Optogenetics modifies cells, usually neurons, sensitive to light, then uses light to affect the behavior of those cells. This technique only targets cardiomyocytes, the cells of the muscle that trigger contraction and make up the beat of the heart. This precision will not only reduce pain for pacemaker patients by bypassing the heart's pain receptors, it will also allow the pacemaker to respond to different kinds of irregularities in more appropriate ways.
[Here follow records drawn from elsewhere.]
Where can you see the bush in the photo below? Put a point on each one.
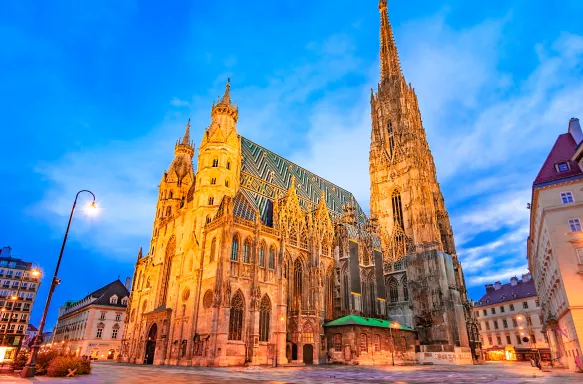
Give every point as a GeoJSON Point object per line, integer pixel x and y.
{"type": "Point", "coordinates": [43, 360]}
{"type": "Point", "coordinates": [60, 366]}
{"type": "Point", "coordinates": [20, 361]}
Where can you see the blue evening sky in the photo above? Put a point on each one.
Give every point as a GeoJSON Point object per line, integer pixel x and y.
{"type": "Point", "coordinates": [94, 94]}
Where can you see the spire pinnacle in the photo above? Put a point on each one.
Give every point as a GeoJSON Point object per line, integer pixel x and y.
{"type": "Point", "coordinates": [390, 65]}
{"type": "Point", "coordinates": [184, 145]}
{"type": "Point", "coordinates": [224, 105]}
{"type": "Point", "coordinates": [227, 96]}
{"type": "Point", "coordinates": [186, 138]}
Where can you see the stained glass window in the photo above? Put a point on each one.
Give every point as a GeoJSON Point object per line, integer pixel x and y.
{"type": "Point", "coordinates": [264, 318]}
{"type": "Point", "coordinates": [236, 317]}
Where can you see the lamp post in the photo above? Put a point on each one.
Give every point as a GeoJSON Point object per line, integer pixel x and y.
{"type": "Point", "coordinates": [396, 326]}
{"type": "Point", "coordinates": [30, 367]}
{"type": "Point", "coordinates": [34, 271]}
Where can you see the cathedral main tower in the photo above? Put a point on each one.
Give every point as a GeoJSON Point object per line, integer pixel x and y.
{"type": "Point", "coordinates": [408, 207]}
{"type": "Point", "coordinates": [405, 199]}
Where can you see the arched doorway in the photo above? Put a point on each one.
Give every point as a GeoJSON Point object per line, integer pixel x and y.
{"type": "Point", "coordinates": [151, 345]}
{"type": "Point", "coordinates": [308, 354]}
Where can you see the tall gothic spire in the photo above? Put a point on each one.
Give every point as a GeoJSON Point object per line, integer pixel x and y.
{"type": "Point", "coordinates": [390, 66]}
{"type": "Point", "coordinates": [186, 138]}
{"type": "Point", "coordinates": [227, 96]}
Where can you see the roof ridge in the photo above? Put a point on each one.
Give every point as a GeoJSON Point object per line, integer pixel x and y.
{"type": "Point", "coordinates": [299, 166]}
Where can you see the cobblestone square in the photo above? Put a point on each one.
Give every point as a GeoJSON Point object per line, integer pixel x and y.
{"type": "Point", "coordinates": [491, 373]}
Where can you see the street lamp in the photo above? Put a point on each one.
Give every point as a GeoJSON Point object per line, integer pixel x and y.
{"type": "Point", "coordinates": [30, 367]}
{"type": "Point", "coordinates": [396, 326]}
{"type": "Point", "coordinates": [14, 298]}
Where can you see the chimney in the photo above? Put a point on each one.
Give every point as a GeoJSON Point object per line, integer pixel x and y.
{"type": "Point", "coordinates": [575, 130]}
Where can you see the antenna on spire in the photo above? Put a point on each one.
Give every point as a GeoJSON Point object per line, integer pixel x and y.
{"type": "Point", "coordinates": [390, 65]}
{"type": "Point", "coordinates": [186, 138]}
{"type": "Point", "coordinates": [227, 96]}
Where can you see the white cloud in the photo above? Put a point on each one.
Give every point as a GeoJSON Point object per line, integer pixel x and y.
{"type": "Point", "coordinates": [176, 102]}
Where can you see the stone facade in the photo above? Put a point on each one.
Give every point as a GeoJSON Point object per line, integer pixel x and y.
{"type": "Point", "coordinates": [19, 283]}
{"type": "Point", "coordinates": [555, 246]}
{"type": "Point", "coordinates": [251, 254]}
{"type": "Point", "coordinates": [510, 321]}
{"type": "Point", "coordinates": [94, 325]}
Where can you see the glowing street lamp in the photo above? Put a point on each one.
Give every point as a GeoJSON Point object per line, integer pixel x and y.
{"type": "Point", "coordinates": [395, 325]}
{"type": "Point", "coordinates": [30, 367]}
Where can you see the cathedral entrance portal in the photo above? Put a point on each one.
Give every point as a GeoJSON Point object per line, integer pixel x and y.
{"type": "Point", "coordinates": [151, 345]}
{"type": "Point", "coordinates": [308, 354]}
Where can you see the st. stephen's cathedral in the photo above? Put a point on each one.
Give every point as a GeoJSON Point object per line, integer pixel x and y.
{"type": "Point", "coordinates": [252, 256]}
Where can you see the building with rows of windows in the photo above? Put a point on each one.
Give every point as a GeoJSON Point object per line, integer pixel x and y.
{"type": "Point", "coordinates": [510, 321]}
{"type": "Point", "coordinates": [555, 246]}
{"type": "Point", "coordinates": [94, 325]}
{"type": "Point", "coordinates": [18, 288]}
{"type": "Point", "coordinates": [251, 255]}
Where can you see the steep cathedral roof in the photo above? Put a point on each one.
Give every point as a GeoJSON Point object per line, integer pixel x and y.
{"type": "Point", "coordinates": [562, 151]}
{"type": "Point", "coordinates": [266, 176]}
{"type": "Point", "coordinates": [366, 321]}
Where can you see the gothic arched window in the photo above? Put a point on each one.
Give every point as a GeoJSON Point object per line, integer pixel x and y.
{"type": "Point", "coordinates": [393, 290]}
{"type": "Point", "coordinates": [405, 289]}
{"type": "Point", "coordinates": [373, 304]}
{"type": "Point", "coordinates": [391, 138]}
{"type": "Point", "coordinates": [167, 268]}
{"type": "Point", "coordinates": [235, 256]}
{"type": "Point", "coordinates": [346, 291]}
{"type": "Point", "coordinates": [236, 317]}
{"type": "Point", "coordinates": [213, 249]}
{"type": "Point", "coordinates": [271, 263]}
{"type": "Point", "coordinates": [264, 318]}
{"type": "Point", "coordinates": [329, 292]}
{"type": "Point", "coordinates": [262, 256]}
{"type": "Point", "coordinates": [307, 333]}
{"type": "Point", "coordinates": [247, 251]}
{"type": "Point", "coordinates": [397, 209]}
{"type": "Point", "coordinates": [297, 289]}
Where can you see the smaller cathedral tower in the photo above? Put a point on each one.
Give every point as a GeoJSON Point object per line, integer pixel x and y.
{"type": "Point", "coordinates": [219, 158]}
{"type": "Point", "coordinates": [177, 180]}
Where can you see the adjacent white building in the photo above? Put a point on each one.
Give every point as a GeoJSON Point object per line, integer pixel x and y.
{"type": "Point", "coordinates": [94, 325]}
{"type": "Point", "coordinates": [555, 246]}
{"type": "Point", "coordinates": [510, 321]}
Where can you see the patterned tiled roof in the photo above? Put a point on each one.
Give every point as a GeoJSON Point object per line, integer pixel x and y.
{"type": "Point", "coordinates": [562, 151]}
{"type": "Point", "coordinates": [242, 207]}
{"type": "Point", "coordinates": [507, 292]}
{"type": "Point", "coordinates": [267, 176]}
{"type": "Point", "coordinates": [365, 321]}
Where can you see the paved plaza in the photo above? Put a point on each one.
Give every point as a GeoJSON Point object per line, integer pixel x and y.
{"type": "Point", "coordinates": [491, 373]}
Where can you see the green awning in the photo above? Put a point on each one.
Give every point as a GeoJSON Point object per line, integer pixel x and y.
{"type": "Point", "coordinates": [366, 321]}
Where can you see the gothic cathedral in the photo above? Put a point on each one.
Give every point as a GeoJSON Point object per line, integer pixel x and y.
{"type": "Point", "coordinates": [254, 259]}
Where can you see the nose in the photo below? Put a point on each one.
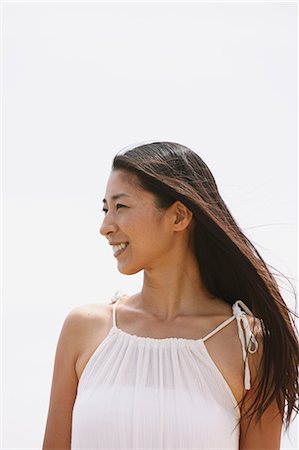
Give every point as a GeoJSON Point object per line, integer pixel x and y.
{"type": "Point", "coordinates": [108, 226]}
For example, during atrial fibrillation, the upper and lower chambers of the heartbeat asynchronously, and a pacemaker's role is to get the two parts back in line.

"Whereas right now, we have to shock the whole heart to do this, these new devices can do much more precise targeting, making defibrillation both more effective and less painful," said Efimov, professor of biomedical engineering at the McCormick School of Engineering. "This technology could make life easier for patients all over the world, while also helping scientists and physicians learn more about how to monitor and treat the disease."

Flexible mesh encompasses the heart

To ensure the light signals can reach many different parts of the heart, the team created a design that involves encompassing the organ, rather than implanting leads that provide limited points of contact. 

The device uses light and a technique called optogenetics, which modifies cells that are sensitive to light, then uses light to affect the behavior of those cells. Image courtesy: University of Arizona

The new pacemaker model consists of four petallike structures made of thin, flexible film, which contain light sources and a recording electrode. The petals, specially designed to accommodate the way the heart changes shape as it beats, fold up around the sides of the organ to envelop it, like a flower closing up at night.

"Current pacemakers record basically a simple threshold, and they will tell you, 'This is going into arrhythmia, now shock!'" Gutruf said. "But this device has a computer on board where you can input different algorithms that allow you to pace in a more sophisticated way. It's made for research."

Because the system uses light to affect the heart, rather than electrical signals, the device can continue recording information even when the pacemaker needs to defibrillate. In current pacemakers, the electrical signal from the defibrillation can interfere with recording capabilities, leaving physicians with an incomplete picture of cardiac episodes. Additionally, the device does not require a battery, which could save pacemaker patients from needing to replace the battery in their device every five to seven years, as is currently the norm.

Gutruf's team collaborated with researchers at Northwestern University on the project. While the current version of the device has been successfully demonstrated in animal models, the researchers look forward to furthering their work, which could improve the quality of life for millions of people.